Virtual instrumentation
In virtual instrumentation, actuators and sensors are the hardware complements of virtual instruments.

Performance metrics 
Performance metrics for actuators include speed, acceleration, and force (alternatively, angular speed, angular acceleration, and torque), as well as energy efficiency and considerations such as mass, volume, operating conditions, and durability, among others.

Force
When considering force in actuators for applications, two main metrics should be considered. These two are static and dynamic loads. Static load is the force capability of the actuator while not in motion. Conversely, the dynamic load of the actuator is the force capability while in motion.

Speed
Speed should be considered primarily at a no-load pace, since the speed will invariably decrease as the load amount increases.

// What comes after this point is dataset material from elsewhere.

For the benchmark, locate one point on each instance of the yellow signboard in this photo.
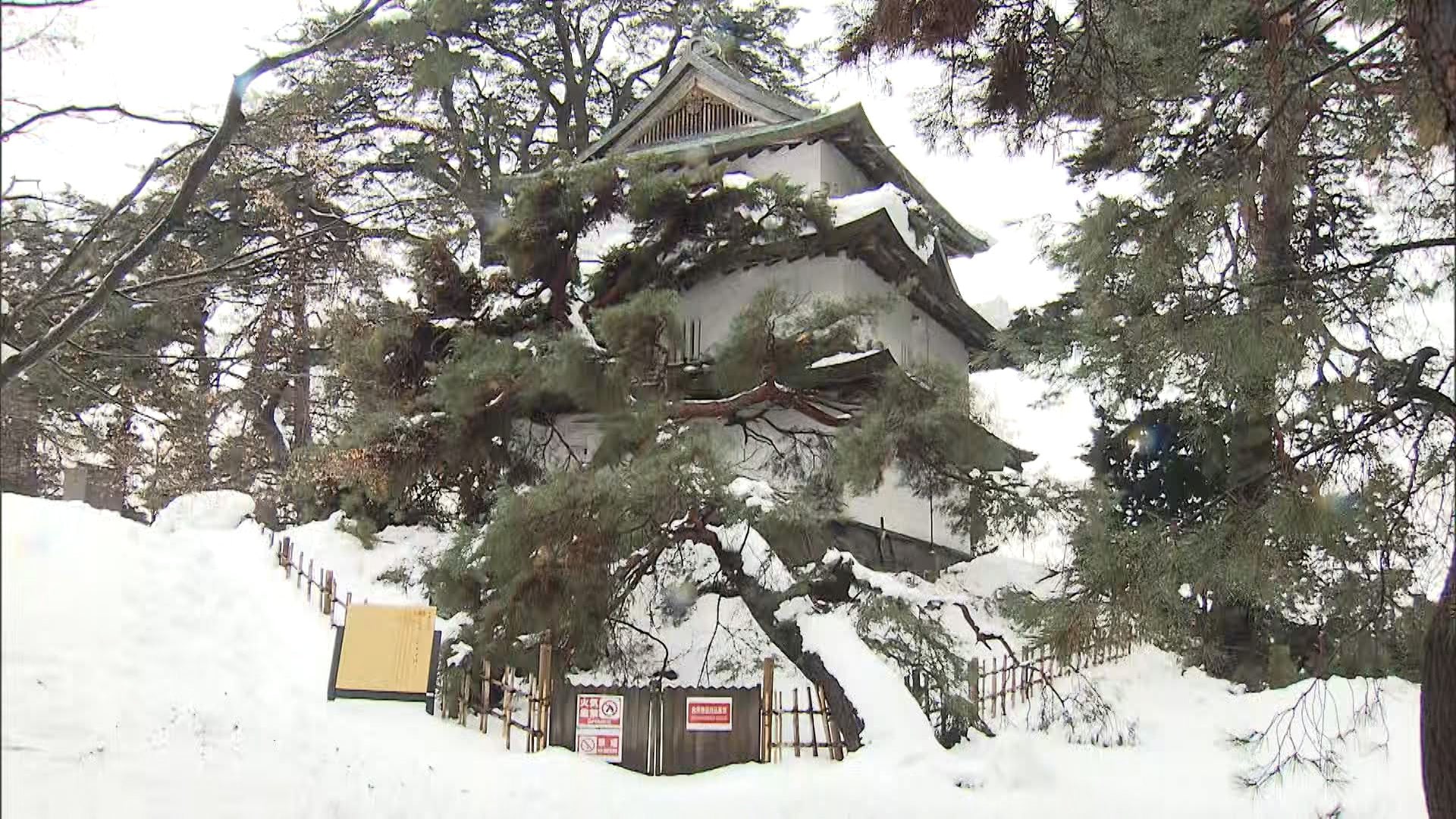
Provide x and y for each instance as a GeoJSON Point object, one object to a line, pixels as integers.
{"type": "Point", "coordinates": [386, 651]}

The rate the speed will decrease will directly correlate with the amount of force and the initial speed.

Operating conditions
Actuators are commonly rated using the standard IP Code rating system. Those that are rated for dangerous environments will have a higher IP rating than those for personal or common industrial use.

Durability
This will be determined by each individual manufacturer, depending on usage and quality.